The California Pear Growers Association, which has since regrouped, dissolved after splintering within its membership when Signature Fruit sent letters urging members to leave the association and enter into five-year contracts.

In the documentary, former association manager Terry Barton said “fear” was at the root of the group’s dissolution. Members and others feared they would not find a home for their pears if they did not give in to five-year contracts at a stipulated price.

In the film, Rich Sexton, an agriculture economist with the UC Davis, said the awareness and exercise of Capper-Volstead rights is an important part of maintaining “a robust, competitive marketplace.”

Westerholm joked that his instruction of Allied directors and others amounted to “charm school for the charmless.”

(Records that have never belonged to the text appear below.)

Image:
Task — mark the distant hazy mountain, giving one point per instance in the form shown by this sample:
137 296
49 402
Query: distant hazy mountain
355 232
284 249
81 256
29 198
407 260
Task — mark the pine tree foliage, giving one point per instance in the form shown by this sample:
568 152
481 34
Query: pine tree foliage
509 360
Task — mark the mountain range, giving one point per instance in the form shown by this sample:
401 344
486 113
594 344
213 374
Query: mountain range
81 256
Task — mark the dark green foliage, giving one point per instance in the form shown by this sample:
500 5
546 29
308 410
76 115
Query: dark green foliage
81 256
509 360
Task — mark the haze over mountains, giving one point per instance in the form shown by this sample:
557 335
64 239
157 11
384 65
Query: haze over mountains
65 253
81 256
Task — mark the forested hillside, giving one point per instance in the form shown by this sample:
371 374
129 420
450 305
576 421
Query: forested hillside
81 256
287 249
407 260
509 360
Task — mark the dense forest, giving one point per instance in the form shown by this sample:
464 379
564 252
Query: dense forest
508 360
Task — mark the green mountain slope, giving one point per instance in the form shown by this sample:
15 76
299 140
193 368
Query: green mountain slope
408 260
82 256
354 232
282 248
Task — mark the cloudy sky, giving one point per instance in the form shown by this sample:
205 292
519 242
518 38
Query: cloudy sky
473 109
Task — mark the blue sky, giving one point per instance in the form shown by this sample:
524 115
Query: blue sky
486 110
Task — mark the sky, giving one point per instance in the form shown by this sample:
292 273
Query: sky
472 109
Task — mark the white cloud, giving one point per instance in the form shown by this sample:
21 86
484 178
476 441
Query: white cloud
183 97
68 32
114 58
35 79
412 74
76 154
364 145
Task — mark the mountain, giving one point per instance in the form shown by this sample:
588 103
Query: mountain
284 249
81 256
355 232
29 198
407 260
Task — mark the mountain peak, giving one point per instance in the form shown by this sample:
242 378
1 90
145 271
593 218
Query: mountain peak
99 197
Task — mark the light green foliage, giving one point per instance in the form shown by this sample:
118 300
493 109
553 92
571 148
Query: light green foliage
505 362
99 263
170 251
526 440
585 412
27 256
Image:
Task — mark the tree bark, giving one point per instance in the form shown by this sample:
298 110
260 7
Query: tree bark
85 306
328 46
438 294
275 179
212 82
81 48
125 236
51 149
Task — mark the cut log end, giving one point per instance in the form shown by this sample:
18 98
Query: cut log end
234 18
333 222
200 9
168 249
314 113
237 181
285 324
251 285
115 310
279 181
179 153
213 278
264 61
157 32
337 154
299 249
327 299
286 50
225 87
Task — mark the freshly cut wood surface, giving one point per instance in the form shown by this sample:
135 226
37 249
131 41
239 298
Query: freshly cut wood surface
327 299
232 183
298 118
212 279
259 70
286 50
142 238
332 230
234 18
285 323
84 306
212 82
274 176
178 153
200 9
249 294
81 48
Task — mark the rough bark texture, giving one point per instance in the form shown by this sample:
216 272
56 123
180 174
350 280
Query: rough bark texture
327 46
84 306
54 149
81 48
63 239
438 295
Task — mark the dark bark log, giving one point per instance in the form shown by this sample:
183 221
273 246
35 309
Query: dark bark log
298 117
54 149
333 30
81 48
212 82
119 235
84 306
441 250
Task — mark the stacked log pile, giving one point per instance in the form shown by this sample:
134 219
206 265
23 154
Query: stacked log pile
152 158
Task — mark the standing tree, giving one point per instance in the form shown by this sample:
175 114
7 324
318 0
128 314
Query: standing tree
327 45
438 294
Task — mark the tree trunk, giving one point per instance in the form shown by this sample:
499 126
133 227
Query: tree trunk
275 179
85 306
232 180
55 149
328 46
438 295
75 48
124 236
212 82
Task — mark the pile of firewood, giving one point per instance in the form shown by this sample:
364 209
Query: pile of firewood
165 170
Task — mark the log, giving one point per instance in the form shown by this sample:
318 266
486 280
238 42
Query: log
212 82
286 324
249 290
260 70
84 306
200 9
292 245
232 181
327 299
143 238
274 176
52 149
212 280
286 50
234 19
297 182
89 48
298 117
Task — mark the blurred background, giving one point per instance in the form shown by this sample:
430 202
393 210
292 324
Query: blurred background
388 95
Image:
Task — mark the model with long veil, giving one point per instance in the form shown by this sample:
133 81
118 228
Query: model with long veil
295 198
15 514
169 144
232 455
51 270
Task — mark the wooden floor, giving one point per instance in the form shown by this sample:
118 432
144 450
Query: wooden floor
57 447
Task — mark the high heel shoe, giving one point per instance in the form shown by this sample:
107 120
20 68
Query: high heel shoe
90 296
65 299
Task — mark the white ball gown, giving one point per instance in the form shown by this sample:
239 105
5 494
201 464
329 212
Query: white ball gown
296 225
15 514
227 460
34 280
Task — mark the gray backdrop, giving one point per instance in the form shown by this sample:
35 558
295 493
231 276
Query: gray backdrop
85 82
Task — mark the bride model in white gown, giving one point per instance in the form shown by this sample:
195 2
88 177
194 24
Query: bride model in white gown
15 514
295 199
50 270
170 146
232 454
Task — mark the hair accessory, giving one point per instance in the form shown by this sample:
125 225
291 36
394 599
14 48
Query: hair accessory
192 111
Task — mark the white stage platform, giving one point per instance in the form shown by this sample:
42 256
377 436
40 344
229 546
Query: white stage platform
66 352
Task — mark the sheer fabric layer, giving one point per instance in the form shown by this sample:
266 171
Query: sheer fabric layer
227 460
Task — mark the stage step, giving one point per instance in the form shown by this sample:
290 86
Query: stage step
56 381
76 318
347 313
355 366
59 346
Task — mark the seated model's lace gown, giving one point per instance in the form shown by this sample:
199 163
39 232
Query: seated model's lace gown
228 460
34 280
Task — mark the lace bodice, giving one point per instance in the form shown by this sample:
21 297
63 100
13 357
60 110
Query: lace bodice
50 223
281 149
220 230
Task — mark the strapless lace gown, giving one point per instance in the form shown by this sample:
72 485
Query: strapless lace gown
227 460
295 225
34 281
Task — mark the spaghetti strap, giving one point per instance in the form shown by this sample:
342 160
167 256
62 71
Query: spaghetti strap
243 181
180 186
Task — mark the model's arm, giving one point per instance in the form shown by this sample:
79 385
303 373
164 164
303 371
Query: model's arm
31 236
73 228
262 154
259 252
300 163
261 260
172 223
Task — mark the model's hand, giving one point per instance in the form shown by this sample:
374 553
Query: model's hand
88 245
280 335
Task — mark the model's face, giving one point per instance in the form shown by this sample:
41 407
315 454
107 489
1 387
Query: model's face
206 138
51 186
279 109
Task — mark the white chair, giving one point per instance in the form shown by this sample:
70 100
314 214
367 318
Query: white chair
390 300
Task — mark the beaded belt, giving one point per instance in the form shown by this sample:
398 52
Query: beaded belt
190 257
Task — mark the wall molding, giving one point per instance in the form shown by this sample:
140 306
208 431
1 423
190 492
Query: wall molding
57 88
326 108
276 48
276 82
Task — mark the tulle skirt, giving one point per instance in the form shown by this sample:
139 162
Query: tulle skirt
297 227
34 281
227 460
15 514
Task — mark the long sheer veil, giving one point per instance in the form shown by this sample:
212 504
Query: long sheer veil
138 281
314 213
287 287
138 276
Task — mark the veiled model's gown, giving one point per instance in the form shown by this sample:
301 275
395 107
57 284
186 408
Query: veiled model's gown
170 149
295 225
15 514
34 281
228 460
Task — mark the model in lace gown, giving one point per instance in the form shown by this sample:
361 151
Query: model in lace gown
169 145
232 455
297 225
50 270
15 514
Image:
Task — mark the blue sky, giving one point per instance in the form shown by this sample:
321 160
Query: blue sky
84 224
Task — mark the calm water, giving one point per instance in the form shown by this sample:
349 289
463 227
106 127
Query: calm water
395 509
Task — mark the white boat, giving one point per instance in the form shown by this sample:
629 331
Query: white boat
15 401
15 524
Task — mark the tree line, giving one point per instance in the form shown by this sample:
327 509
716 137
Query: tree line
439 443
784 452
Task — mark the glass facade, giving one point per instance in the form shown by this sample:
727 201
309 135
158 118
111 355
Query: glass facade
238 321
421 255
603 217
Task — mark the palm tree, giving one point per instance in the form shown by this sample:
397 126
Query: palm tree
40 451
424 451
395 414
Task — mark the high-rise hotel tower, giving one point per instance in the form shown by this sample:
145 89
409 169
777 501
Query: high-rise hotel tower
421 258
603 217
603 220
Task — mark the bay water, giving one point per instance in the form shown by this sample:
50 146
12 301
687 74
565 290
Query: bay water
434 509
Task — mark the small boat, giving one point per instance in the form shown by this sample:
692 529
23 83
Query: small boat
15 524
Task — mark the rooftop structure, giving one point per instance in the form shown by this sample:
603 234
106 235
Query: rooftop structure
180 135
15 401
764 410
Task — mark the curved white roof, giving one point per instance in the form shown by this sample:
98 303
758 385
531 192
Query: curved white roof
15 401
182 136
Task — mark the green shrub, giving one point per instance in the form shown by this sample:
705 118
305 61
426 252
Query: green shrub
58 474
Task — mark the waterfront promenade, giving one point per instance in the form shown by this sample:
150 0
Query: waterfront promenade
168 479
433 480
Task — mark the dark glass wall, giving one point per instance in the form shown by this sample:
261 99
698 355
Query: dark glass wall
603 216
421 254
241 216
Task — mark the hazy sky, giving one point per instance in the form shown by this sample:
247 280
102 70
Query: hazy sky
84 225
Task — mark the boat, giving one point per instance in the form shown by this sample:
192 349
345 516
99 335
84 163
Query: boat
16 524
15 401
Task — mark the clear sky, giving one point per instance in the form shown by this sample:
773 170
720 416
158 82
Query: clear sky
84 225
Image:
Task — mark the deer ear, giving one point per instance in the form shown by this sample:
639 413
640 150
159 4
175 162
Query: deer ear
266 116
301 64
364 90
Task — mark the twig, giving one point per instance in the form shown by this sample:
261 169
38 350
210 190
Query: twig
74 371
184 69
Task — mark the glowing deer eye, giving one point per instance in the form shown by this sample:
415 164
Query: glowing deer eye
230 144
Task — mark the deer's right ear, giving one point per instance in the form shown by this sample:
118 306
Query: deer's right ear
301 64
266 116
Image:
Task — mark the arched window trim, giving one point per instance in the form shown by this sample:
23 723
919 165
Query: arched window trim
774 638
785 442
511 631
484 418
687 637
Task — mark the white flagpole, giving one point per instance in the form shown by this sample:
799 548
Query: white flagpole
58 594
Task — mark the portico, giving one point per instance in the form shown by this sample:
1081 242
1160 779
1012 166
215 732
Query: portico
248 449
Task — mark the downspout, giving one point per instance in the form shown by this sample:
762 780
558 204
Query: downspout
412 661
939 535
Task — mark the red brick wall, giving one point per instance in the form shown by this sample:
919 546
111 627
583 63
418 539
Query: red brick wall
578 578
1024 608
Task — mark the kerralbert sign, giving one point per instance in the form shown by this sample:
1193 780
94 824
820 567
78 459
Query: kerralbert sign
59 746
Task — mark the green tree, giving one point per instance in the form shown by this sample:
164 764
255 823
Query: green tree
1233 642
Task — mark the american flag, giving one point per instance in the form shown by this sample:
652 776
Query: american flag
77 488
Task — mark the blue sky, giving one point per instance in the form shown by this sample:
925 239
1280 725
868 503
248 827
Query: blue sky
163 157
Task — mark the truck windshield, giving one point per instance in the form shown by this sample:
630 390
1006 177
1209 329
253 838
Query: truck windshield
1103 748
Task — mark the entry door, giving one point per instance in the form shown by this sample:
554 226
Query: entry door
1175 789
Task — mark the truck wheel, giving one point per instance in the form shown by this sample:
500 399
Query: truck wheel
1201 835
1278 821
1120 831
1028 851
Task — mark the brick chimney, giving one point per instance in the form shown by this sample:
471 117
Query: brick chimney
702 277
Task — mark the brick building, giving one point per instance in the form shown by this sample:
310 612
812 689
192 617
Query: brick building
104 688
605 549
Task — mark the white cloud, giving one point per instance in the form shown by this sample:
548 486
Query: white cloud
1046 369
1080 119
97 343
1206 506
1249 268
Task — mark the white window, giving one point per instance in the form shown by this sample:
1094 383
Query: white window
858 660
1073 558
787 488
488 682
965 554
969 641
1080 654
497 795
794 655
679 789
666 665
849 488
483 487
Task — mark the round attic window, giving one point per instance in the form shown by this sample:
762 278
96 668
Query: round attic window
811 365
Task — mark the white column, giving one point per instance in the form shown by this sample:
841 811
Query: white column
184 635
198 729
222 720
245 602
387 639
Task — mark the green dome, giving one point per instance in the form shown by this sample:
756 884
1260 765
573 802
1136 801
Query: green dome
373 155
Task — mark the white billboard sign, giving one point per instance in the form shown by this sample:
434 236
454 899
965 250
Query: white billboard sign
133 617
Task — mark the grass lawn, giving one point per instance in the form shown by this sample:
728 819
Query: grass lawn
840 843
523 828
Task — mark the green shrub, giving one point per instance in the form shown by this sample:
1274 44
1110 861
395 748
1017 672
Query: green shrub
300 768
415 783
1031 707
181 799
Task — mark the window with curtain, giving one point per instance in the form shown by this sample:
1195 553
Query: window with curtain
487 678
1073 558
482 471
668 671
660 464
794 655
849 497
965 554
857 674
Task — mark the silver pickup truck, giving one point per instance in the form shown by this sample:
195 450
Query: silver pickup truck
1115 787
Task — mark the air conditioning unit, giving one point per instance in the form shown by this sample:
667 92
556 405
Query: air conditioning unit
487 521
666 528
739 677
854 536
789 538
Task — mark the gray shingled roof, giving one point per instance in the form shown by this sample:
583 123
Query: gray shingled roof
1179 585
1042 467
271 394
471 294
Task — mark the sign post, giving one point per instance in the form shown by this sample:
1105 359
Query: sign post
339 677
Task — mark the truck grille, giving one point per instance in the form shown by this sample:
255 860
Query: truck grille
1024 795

In fact, “charm, persistence, listening and patience” are among qualities he favors for persuasion. He also favors asking questions rather than “lecturing.”

Anticipating a confrontation is important, Westerholm said, citing an example of a husband-wife conflict.

With bargaining associations, he said, there can be some resentment about so-called “free riders,” non-members who may benefit from pricing set by the associations.

“But most non-members are gettable,” he said. “They’re not non-joiners; they’re in churches and other organizations. They have to be asked in the right way.”

Sometimes hard feelings linger, Westerholm said, and can be resurrected as a reason not to join an association. He cited the statement: “Somebody on the board got my grandfather angry back in ’64.”

An argument against that, as DiBuduo volunteered: “That was then and this is now.”

Westerholm said it can also be argued that “if this is in your business interest that outweighs what happened 50 years ago.”

Then there’s the non-member objection that he or she objects to a certain action the association has taken. Westerholm gave the example of objections to the Tulare County Farm Bureau’s support of Dianne Feinstein for the U.S. Senate.

“It may be strategically smart, but that’s a time to go to the other stuff the Farm Bureau is doing — say I can’t make you happy on that one,” he said. “Any group with more than one member is going to find something objectionable. But let the person keep the prejudice.”